Since this is for NTSC DV (correct?), make sure to set the Pixel aspect ratio to 0.9091
The field order stays at Progressive as these are stills, not video.
Hopefully that’s it but feel free to ask any more questions that may come up. -
Jandi Pyo
February 4, 2011 at 8:56 pmthanks for the fast question!
…eventually i scroll the image with the CTRL+mouse to fit the video FPS & i think it’s ok now. it’s lose a little quality for some reason, is it possible?
sorry i have more questions hope it’s ok …
1. what the best way to make the chroma key FX because i have marks of green outside the drowings like shdow and the pale blue becomes dark blue
2. what is the best setting to upload the all thing to youtube
thank you very much jan -
Stephen Mann
February 4, 2011 at 11:11 pmThis may not relate to the OP, but it’s worth considering for anyone doing an image sequence import.
Once any single process hits 10,000 GDI Objects, it’s terminated. This is the default limit defined by Windows that a single process can reach.
Each image consumes one GDI Object, every window, icon and graphic element on the desktop consumes a GDI Object. Every toolbar item, button and status bar item consumes a GDI Object. Firefox on my system is using over 2,000 GDI Objects right now. Importing 7000 images could easily hit this limit in your case.There’s a registry tweak that can change this in windows 7:
HKEY_LOCAL_MACHINE\SOFTWARE\Microsoft\Windows NT\CurrentVersion\Windows\GDIProcessHandleQuota
Right click on the registry key GDIProcessHandleQuota, click on modify, set the BASE to DECIMAL. The value should default to 10000. You can change this to the upper limit of 16,384 (4000 HEX).
** WARNING! – I recommend only making this change if you are very comfortable editing the Windows Registry. Accidental changes to the registry can render your system inoperable, so exercise extreme caution when making any registry edits.

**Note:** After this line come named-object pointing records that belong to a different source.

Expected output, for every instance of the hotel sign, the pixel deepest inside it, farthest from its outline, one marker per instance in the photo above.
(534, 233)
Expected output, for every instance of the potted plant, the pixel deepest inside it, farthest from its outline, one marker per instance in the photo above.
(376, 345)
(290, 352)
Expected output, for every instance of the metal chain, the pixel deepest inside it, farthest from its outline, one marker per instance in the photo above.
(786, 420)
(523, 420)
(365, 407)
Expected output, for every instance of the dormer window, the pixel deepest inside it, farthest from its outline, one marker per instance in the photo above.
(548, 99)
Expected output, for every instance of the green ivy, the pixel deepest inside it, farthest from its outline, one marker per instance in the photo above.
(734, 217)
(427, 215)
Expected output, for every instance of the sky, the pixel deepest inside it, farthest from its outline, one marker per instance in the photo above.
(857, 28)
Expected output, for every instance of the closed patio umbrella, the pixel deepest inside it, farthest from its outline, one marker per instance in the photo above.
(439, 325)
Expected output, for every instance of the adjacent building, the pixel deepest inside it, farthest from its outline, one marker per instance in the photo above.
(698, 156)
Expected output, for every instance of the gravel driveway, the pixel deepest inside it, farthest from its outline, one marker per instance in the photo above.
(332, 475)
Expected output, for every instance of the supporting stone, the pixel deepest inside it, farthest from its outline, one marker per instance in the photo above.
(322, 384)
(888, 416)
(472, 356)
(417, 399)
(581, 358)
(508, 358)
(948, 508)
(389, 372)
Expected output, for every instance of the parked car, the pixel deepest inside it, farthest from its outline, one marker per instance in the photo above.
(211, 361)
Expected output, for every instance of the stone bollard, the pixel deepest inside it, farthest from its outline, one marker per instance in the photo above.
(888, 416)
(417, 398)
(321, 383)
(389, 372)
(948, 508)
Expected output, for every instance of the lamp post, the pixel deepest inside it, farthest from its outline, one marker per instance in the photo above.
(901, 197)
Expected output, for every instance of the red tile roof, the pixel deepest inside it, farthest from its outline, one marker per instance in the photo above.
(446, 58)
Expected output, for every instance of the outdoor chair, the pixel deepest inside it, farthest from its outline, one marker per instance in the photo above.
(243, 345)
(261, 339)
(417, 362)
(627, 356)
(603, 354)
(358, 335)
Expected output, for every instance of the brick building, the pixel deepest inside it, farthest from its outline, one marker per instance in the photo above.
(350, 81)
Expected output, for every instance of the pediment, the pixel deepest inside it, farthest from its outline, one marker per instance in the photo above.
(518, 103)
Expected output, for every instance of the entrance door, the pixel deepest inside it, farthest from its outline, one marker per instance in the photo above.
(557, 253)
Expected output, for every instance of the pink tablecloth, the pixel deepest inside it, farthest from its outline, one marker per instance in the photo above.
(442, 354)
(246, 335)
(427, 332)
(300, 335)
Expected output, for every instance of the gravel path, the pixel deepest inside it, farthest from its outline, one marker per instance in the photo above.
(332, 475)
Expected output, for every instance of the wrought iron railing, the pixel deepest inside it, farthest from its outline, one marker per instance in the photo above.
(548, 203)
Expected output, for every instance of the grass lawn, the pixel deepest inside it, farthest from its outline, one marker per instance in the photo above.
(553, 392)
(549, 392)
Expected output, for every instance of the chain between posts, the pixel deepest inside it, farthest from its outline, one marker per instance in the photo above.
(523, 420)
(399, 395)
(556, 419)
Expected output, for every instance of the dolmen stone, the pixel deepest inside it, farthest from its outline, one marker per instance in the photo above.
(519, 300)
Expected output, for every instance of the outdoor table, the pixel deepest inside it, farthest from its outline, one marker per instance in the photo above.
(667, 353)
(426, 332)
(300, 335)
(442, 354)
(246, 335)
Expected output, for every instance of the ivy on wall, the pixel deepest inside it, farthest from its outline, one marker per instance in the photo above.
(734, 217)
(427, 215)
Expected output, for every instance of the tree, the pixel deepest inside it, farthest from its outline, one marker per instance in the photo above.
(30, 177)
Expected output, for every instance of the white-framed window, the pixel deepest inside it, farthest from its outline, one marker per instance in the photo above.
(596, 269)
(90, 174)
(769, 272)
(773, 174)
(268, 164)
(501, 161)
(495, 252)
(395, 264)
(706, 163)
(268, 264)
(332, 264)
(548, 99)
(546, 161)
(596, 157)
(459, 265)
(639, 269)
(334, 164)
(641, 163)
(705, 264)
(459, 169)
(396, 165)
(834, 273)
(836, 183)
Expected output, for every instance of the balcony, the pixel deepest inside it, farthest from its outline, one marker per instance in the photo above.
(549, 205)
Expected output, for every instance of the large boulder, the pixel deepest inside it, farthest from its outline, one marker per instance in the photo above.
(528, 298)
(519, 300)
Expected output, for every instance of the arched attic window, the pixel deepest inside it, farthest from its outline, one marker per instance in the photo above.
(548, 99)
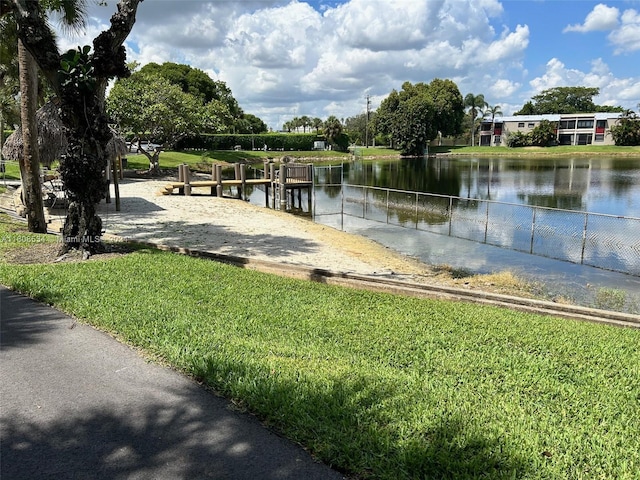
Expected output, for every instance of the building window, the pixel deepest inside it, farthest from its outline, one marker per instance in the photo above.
(584, 139)
(565, 139)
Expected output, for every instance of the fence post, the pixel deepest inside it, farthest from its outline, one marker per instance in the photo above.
(533, 229)
(364, 202)
(450, 213)
(584, 237)
(387, 206)
(486, 223)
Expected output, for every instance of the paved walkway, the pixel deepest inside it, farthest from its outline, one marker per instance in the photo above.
(75, 403)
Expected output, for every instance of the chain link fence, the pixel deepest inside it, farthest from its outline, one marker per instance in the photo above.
(599, 240)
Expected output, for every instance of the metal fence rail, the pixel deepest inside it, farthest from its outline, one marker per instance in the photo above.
(599, 240)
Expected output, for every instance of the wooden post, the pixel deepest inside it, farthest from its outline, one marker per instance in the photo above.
(236, 176)
(213, 179)
(116, 187)
(187, 180)
(283, 188)
(243, 179)
(219, 180)
(181, 178)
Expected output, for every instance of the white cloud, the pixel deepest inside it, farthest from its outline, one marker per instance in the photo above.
(283, 58)
(627, 37)
(613, 91)
(600, 18)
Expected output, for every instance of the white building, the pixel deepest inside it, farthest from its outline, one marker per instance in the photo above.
(571, 129)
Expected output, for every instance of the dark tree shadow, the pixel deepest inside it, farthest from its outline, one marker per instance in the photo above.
(160, 442)
(19, 327)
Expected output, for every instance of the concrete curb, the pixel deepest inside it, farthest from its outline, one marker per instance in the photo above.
(384, 284)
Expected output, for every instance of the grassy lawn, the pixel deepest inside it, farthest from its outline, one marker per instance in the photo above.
(377, 385)
(12, 171)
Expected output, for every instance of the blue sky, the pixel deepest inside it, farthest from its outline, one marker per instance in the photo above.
(291, 58)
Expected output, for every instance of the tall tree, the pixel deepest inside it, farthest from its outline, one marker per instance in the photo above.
(157, 110)
(565, 100)
(79, 80)
(492, 111)
(415, 115)
(333, 132)
(72, 12)
(474, 103)
(30, 160)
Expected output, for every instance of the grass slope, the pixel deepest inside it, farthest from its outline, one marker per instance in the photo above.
(377, 385)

I strongly recommend creating a Windows Restore Point prior to performing any registry edits.
Here’s a site that explains and shows the process of creating a Restore Point in Windows Vista and 7 if you’re not familiar with this tool – https://www.howtogeek.com/howto/windows-vista/create-a-restore-point-for-windows-vistas-system-restore/
Steve Mann
MannMade Digital Video
http://www.mmdv.com -
Mike Kujbida
February 5, 2011 at 3:51 pm“eventually i scroll the image with the CTRL+mouse to fit the video FPS & i think it’s ok now. it’s lose a little quality for some reason, is it possible?”
I’m not sure what you’re saying here.
Can you try to explain it differently?1. Posting a screen shot would help a lot.

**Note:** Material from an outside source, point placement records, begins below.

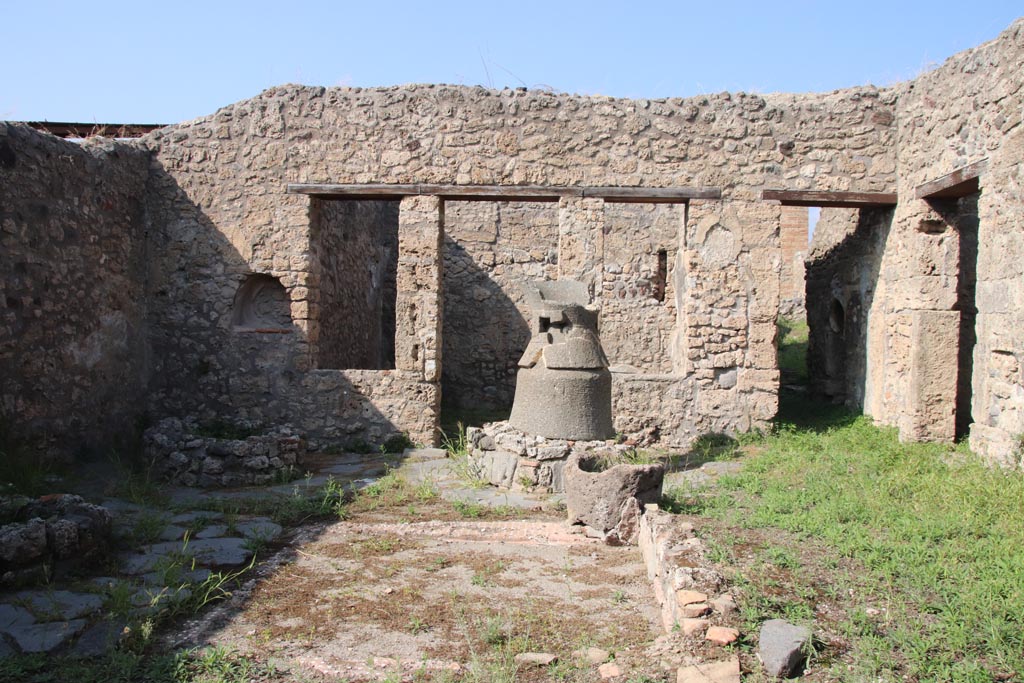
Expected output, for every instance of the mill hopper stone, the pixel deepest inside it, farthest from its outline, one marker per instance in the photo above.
(563, 388)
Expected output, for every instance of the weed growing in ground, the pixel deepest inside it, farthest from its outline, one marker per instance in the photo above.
(936, 531)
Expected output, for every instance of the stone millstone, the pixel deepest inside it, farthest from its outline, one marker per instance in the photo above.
(782, 647)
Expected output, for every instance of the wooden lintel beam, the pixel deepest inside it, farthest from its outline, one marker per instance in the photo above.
(653, 195)
(965, 180)
(830, 200)
(502, 193)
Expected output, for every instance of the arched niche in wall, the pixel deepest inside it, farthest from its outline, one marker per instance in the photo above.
(261, 304)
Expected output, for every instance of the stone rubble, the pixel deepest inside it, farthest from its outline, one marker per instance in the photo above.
(190, 460)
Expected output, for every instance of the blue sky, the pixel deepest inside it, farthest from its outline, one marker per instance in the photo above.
(168, 61)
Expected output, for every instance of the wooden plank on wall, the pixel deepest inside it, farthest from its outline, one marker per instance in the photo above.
(965, 180)
(830, 200)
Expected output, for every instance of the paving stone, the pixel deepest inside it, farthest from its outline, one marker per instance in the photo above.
(192, 577)
(13, 616)
(172, 532)
(59, 605)
(259, 527)
(188, 517)
(782, 646)
(46, 637)
(692, 627)
(535, 658)
(220, 552)
(98, 639)
(211, 531)
(725, 671)
(724, 604)
(155, 598)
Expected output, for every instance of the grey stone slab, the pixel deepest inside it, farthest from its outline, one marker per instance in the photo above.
(172, 532)
(782, 647)
(424, 454)
(59, 605)
(157, 597)
(190, 577)
(13, 616)
(259, 527)
(211, 531)
(46, 637)
(186, 518)
(98, 639)
(219, 552)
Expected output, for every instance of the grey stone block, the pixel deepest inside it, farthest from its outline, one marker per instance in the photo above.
(782, 647)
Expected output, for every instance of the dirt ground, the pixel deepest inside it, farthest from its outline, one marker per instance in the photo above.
(379, 598)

2. If you have Pro 10, use the Sony AVC Internet 640×480-30p preset.
-
John Rofrano
February 5, 2011 at 10:00 pm[Mike Kujbida] “I’m not sure what you’re saying here.
Can you try to explain it differently?”Mike, I think he’s saying that he stretched the event to match the frame rate but now he’s seeing a loss in quality because Vegas is resampling the frames and possible synthesizing new ones.
Jandi, You want to do as Mike said and get the frame rate correct when you import the sequence. Otherwise you will compromise your quality (as you have seen)
~jr
http://www.johnrofrano.com
http://www.vasst.com -
Danny Hays
February 5, 2011 at 11:09 pmThanks for that 10,000 GDI object limit and fix post Stephen. That’s going to help me in the future I’m sure.